Closed CherryDT closed 8 months ago
Is that an electro-magnetic disk or an SSD? EM disks are significantly slower than SSDs.
SSD (via EBS)
But before the upgrade, it was working fine on 4.0.0...
Do you have IO throughtput numbers for your storage? And is the storage direct connected to the machine or is it on the LAN?
If I understand the AWS EBS docs correctly, this volume would give me 128 MiB/s. I believe it's somehow networked but I never had an issue with that.
Still, that's indeed a bit slow. But why would this have become an issue only after the upgrade?
Also, I tried something else now: upgrading to an instance with 8 cores instead of 4. To my surprise that solved the problem, but it's not really logical to me why that would be the case. (plus, it's very expensive and I'd prefer not to keep it this way...)
Disk speed would have sounded much more logical but the number of CPU cores shouldn't affect the issue that much then, right? I'm confused.
4.0.0
stored much, much less data in the database than 10.0.x
. 4 CPU cores is sufficient.
There is simply no reason why 8 cores would be faster. I suspect that its simply a different machine with faster IO.
Hm. Thank you, I'll upgrade to a larger volume then (which comes with higher iops as well) and see.
Hi @CherryDT, are you using gp2 or gp3? Maybe you can try gp3 with higher IOPS and you don't have to increase the volume size.
@CherryDT If this is sorted out now, please close this ticket.
It seems the 8 core thing worked only temporarily/randomly, the issue came back.
Anyway, I have switched over to a gp3 volume with 6000 iops and 500mb/s throughput. But, the problem still exists, although it's "a bit" better - it's now lagging only 10-15 blocks behind, but still doesn't fully catch up even after hours. CPU usage is now 90-100% by cardano-db-sync, and 2x 40-50% by two postgres processes (there are more postgres processes but they use less CPU).

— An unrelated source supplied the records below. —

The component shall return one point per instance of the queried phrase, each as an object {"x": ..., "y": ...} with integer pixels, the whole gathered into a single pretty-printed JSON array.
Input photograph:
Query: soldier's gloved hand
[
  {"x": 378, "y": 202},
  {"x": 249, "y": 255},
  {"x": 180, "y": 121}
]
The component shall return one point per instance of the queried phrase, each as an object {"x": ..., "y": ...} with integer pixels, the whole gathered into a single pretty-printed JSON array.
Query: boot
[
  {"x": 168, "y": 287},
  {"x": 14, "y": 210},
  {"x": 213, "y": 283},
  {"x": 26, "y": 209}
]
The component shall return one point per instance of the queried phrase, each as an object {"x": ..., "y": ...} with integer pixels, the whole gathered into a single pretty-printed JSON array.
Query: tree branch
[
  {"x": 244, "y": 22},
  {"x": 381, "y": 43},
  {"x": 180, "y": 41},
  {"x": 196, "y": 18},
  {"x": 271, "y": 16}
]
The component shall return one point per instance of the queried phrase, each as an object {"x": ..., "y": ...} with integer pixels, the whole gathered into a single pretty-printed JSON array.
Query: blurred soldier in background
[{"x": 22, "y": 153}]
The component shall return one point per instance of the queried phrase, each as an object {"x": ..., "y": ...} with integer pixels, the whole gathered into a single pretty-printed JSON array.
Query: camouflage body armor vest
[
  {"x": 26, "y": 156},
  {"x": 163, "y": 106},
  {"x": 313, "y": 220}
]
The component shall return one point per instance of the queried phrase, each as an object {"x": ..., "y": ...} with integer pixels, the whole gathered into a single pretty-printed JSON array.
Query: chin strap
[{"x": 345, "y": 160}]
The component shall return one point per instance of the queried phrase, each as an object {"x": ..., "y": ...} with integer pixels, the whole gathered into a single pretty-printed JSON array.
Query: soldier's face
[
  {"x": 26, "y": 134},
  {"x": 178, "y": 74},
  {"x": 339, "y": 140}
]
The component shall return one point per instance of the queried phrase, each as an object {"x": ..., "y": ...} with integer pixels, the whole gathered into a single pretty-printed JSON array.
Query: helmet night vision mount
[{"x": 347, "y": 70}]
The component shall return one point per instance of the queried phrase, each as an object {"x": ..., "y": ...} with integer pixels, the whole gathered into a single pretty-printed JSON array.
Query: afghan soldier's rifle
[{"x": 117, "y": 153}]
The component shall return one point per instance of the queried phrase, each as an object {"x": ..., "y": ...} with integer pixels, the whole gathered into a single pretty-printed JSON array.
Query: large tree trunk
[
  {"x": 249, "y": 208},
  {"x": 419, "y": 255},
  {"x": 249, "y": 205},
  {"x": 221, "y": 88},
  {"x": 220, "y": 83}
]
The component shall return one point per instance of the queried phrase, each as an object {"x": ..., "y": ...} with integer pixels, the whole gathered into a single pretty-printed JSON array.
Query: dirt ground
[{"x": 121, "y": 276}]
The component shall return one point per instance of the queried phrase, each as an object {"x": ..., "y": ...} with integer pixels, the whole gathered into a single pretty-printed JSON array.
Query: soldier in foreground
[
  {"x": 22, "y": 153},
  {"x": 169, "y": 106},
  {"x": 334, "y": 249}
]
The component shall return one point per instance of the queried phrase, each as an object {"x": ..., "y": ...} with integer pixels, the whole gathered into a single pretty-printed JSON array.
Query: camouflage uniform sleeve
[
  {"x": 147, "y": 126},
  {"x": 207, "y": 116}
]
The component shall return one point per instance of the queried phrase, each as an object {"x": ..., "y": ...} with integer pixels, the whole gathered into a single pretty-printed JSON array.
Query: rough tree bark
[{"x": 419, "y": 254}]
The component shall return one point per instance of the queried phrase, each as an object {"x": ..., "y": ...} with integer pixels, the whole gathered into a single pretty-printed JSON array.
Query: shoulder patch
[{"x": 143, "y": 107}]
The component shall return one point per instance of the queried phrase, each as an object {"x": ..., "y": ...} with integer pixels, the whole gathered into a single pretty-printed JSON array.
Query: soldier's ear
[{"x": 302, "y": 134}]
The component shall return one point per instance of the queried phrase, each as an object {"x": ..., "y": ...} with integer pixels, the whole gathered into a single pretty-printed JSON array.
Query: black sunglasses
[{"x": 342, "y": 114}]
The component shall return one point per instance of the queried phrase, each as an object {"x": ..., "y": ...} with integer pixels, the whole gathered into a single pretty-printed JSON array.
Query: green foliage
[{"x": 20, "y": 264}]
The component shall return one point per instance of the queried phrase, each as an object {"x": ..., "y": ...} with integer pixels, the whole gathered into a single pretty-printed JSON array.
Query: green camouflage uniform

Those two processes have the names postgres: postgres cexplorer 172.18.0.5(38560) INSERT
and postgres cexplorer 172.18.0.5(39832) UPDATE
It seems the 8 core thing worked only temporarily/randomly, the issue came back.
8 cores is more than double what is actually required, When you first moved machines I suspect you had better IO and that is what improved and then something changed dropping you back to the old performance.
This storage is direct connected to the machine and not via a LAN right?
I just checked, it shows up as NVMe device directly.
@rhyslbw ?
@CherryDT Based on my testing for running ADATools.io, I've found AWS largely unusable / extremely expensive. Sometimes queries timeout or never complete. I couldn't read anywhere what instance type you're using, but keep in mind that AWS loves to use crediting systems. I.e, you can have "burstable" instances but then they drop of dramatically once you've used the credits. While it might say that you're using high CPU resources, it can be deceptive as it can also mean how much is stuck in the queue for the CPU to process but it's waiting for something else (network or disk).
Based on my tests, the 1st thing you need to prioritise is your disk IOPS and 6000 is actually really small for DB usage of this nature. As a reference, DigitalOcean and Vultr can consistently hit above 100,000 SSD IOPS. I've found Vultrs baremetal severs to get your best value for money, and since you have the whole box you have consistent resources. Here's an article that shows the IOPS difference between AWS and DO: https://dzone.com/articles/iops-benchmarking-disk-io-aws-vs-digitalocean
The 2nd thing to keep an eye on is your CPU frequency. Since a lot of it prefers single thread resources, a higher frequency CPU can have better outcomes then multi-cores. That's another reason I prefer DigitalOcean and Vultr and they both offer High Frequency CPU options.
Thank you, I'll try DO or Vultr... Maybe the iops and/or speed should be part of the minimum system requirements in the docs then...?
Thank you, I'll try DO or Vultr... Maybe the iops and/or speed should be part of the minimum system requirements in the docs then...?
Unfortunately there's no direct formula to decide what is a minimum IOPS as it all depends on how complex your query is. E.g, doing a simple transaction lookup would be a lot quicker than doing a sum of all transaction outputs, which would mean someone might only need 5000 IOPS while someone else would need 30,000 IOPS.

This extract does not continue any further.